Kepala Kejaksaan Negeri HSU, Dr. Albertinus P. Napitupulu, menyampaikan bahwa Kejari berhasil menyelamatkan keuangan negara dengan total lebih dari Rp 1.017.642.600 dari berbagai perkara korupsi yang ditangani.
Dalam kegiatan yang juga dihadiri Kasi Pidsus Zaidi Fikri, disampaikan bahwa bidang pidana khusus telah menangani sejumlah kasus korupsi, di antaranya Tipikor Kepala Desa Barawa, Kecamatan Paminggir.

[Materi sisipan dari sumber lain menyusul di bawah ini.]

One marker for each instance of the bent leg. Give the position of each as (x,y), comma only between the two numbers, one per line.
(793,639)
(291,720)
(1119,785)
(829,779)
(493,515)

Selanjutnya, perkara tipikor sanitasi WC sehat di Dinas Perkim dan Lingkungan Hidup Kabupaten HSU.
Selain itu terdapat dua perkara lanjutan terkait pengelolaan WC sehat dan APBDes Desa Rantau Karau, Kecamatan Sungai Pandan.
Kejaksaan juga mencatat penyelesaian perkara yang telah berkekuatan hukum tetap (inkrah) dan mengeksekusi putusan terkait korupsi dana desa dan proyek infrastruktur.
Sementara itu, dari bidang Datun (Perdata dan Tata Usaha Negara), pemulihan keuangan negara mencapai Rp 1.017.000.000, terdiri dari uang pengganti dan pengembalian dana desa.
Albertinus menyebut, pada 2026 Kejari HSU menargetkan penanganan perkara korupsi yang lebih besar dan berdampak luas.
“Kami ingin fokus pada penanganan perkara yang berbobot dan memberikan efek jera. Tim pidsus sedang menghimpun full bracket untuk tiga perkara strategis yang akan kami buka pada tahun mendatang,” tegasnya.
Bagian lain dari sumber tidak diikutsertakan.